Your guide to production in South Korea
Insider knowledge, essential details, and first-hand tips on filming in South Korea.
The Korean Film Council (KOFIC) offers up to 25% cash rebate on foreign audio-visual works production expenditures incurred for goods and services in Korea. However, to engage in business activities for profit in Korea, you must register your production as a business at the national tax office. After you are registered, you have to adhere to Korean tax laws.
Feature films, television series and documentaries produced by a foreign production company, in which the allocation of foreign capital in the production cost exceeds 80%. Eligible works must satisfy the following requirements:
20% Rebate: Shoot no less than 3 days and spend 100 million ~2 billion KRW (approx. $100K-$2million USD) in Korea.

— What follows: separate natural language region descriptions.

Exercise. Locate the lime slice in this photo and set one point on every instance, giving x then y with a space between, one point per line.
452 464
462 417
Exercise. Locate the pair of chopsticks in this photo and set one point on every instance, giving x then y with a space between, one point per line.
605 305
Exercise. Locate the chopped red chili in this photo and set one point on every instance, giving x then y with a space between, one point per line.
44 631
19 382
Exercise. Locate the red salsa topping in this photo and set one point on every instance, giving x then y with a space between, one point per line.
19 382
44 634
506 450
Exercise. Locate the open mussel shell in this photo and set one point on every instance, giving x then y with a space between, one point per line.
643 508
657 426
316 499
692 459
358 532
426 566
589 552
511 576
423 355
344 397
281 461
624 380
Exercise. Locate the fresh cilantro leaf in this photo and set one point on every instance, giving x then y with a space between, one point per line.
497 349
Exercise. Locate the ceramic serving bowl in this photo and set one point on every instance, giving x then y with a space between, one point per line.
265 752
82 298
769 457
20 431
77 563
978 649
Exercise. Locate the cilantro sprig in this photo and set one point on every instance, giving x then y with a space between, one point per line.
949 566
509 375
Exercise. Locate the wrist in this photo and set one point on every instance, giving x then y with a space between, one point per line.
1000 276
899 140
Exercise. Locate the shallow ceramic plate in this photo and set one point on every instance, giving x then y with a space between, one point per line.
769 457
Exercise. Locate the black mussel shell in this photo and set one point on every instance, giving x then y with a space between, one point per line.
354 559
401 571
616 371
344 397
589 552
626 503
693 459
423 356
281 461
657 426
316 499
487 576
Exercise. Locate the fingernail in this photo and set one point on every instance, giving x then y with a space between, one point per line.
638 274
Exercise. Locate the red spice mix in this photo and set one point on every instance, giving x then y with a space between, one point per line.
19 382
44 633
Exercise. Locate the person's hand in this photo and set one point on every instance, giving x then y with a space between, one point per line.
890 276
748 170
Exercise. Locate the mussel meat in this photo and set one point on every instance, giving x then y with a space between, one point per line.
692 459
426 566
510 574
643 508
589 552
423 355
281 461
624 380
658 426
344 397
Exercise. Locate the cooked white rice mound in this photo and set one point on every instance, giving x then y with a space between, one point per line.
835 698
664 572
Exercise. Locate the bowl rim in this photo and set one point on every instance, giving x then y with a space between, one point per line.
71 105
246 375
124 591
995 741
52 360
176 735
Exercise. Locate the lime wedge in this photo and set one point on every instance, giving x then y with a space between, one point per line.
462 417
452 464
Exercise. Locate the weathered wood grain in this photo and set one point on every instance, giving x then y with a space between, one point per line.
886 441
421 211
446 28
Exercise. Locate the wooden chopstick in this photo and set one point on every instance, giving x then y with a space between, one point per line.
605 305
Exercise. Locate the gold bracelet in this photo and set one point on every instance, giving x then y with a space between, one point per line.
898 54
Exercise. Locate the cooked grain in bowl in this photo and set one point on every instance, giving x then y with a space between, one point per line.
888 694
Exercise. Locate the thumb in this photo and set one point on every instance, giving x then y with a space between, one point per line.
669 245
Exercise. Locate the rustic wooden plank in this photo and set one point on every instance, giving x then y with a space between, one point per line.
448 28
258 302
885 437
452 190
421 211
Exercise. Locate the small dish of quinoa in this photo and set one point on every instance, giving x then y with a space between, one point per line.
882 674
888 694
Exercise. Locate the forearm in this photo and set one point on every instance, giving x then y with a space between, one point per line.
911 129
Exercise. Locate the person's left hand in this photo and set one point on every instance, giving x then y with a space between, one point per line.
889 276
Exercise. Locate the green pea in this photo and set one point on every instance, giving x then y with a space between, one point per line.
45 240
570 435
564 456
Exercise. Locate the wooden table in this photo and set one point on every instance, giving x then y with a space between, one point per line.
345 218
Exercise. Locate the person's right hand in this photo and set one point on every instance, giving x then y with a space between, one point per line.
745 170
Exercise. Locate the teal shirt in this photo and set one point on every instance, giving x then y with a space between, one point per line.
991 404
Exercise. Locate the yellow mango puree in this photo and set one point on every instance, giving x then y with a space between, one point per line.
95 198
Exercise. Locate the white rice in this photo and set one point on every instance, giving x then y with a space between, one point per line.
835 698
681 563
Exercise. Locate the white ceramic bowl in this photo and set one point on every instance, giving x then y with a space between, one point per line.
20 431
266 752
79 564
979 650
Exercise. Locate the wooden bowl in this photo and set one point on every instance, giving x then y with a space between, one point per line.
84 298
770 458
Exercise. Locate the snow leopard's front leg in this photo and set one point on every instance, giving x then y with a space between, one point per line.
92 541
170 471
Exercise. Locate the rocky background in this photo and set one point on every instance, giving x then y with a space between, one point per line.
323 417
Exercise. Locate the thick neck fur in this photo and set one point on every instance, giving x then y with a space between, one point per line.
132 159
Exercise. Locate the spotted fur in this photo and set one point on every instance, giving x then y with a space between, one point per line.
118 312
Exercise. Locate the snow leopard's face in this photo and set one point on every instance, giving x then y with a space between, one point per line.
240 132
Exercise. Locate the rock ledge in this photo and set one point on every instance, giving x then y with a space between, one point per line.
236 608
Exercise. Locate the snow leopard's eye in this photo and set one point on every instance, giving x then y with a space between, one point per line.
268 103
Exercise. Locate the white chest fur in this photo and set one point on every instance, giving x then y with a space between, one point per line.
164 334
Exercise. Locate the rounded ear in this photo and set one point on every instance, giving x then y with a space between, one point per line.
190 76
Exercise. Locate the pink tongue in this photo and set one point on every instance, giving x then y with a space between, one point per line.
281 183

25% Rebate: Shoot no less than 10 days and spend no less than 2 billion KRW (approx. $2 million USD) in Korea.
Productions must receive approval from the Review Committee who will evaluate the following three elements:
1) the degree to which the work promotes tourism ("tourism expansion")
2) the degree to which the work contributes to the Korean film industry ("quantitative contribution")
3) the extent to which the foreign producer participates in the production of the work ("foreign engagement")
To find out more please visit the Korean Film website.
Korea has a strong network of regional film commissions. As of 2010, 10 regional film commissions cover all major cities and provinces, providing film-friendly environment for film productions. One regional film commission is the Seoul Film Commission (SFC), which offers a 25% cash rebate on production costs for film & TV productions shot in Seoul. The Cap at 100,000,000 KRW (approx. $85,000 USD) can be lifted for projects with extraordinary high marketing value.
To find out more please visit the Korean Regional Film Commission website.
Film Production Rebate
A rebate (or grant) is funds paid to the production company based on the amount of qualifying expenditures, or jobs created in the state or country by the project. The production company does not need to file a tax return for rebates.
Film Refundable Tax Credits
A refundable tax credit is similar in function to a rebate, however, the production company must file a tax return to claim it, and receive a credit for taxes owed. Tax credits can sometimes be used as collateral to obtain a loan so that the production company receives an advance, which is usually discounted.
Film Transferable Tax Credits
A transferable tax credit may be sold or assigned to a local taxpayer. Some states offer transferable tax credits, which allow production companies to sell or get a refund for tax credits that they are not able to use. Many times brokers are used to perform these transactions.
Film Non-Refundable, Non-Transferable Tax Credits
This type of tax credit can be used to offset a production company’s current tax liability, and can be carried forward for a set time, but not transferred to third parties.
The information stated herein is for reference only and based on a source using data as of November 2015. Make sure you consult a qualified tax adviser and professional who is familiar with tax incentive programs to determine the best fit for your project.